For example, among NAEP’s math-framework objectives, 64 percent to 74 percent were “not evident as prerequisite” in any of the training required for the careers studied, a finding Cornelia Orr, the board’s executive director, called “quite shocking.”
“This was a very hard task, but it was very revealing,” Ms. Orr said. “We found no evidence that someone prepared for job training is academically prepared for college. That said, someone prepared for college is certainly prepared for job training.”
Writing Questioned
The governing board plans to conduct more linking studies between NAEP and the SAT and the ACT; longitudinal studies in Florida, Illinois, Massachusetts, Michigan, and Texas; and a linking study with the act’s Explore, an assessment for 8th graders, in Kentucky and Tennessee.
However, Achieve, a Washington-based college-readiness advocacy group, wrote in a July 30 letter to NAGB that NAGB’s college-preparedness benchmarks don’t gauge how well students are prepared for college-level writing and questions in that subject released by NAEP “do not come close to assessing [the] skill set” involved in writing based on multiple sources.

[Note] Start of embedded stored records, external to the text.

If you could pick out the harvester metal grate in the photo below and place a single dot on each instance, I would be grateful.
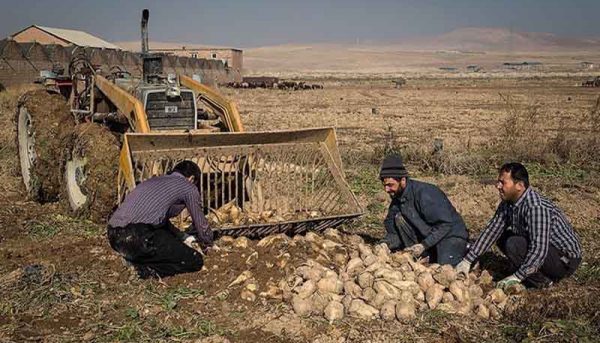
(283, 187)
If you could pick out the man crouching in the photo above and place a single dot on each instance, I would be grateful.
(141, 232)
(420, 218)
(533, 233)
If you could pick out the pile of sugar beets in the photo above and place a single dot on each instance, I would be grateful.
(372, 283)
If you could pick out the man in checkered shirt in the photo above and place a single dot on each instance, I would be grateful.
(530, 230)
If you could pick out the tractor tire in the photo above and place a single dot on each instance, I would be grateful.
(90, 172)
(43, 120)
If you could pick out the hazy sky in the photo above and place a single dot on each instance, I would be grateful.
(244, 24)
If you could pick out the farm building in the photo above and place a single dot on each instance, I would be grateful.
(63, 37)
(232, 58)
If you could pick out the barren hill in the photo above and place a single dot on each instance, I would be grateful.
(501, 39)
(487, 47)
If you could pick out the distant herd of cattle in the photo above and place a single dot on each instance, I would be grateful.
(272, 82)
(595, 82)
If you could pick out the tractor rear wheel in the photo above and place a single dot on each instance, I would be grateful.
(43, 120)
(90, 172)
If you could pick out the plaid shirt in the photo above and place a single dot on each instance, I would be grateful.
(540, 221)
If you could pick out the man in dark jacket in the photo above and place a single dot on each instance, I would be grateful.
(141, 232)
(420, 218)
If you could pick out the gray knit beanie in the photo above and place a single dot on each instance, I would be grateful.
(392, 166)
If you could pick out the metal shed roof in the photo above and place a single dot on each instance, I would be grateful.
(79, 38)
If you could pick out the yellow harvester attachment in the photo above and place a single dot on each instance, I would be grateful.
(253, 183)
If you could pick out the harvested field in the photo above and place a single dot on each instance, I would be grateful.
(62, 282)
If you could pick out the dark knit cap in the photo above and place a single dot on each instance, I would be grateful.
(392, 166)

NAGB has not officially responded to the letter, but there are also moves to develop more-detailed descriptions of the skills and NAEP questions that the “college-prepared” cutoff scores represent. “The one thing I’ve been concerned about from the very beginning of this research is its applicability to real life,” said board member W. James Popham, a professor emeritus of education and information studies at the University of California, Los Angeles. “Real examples for real people would be useful.”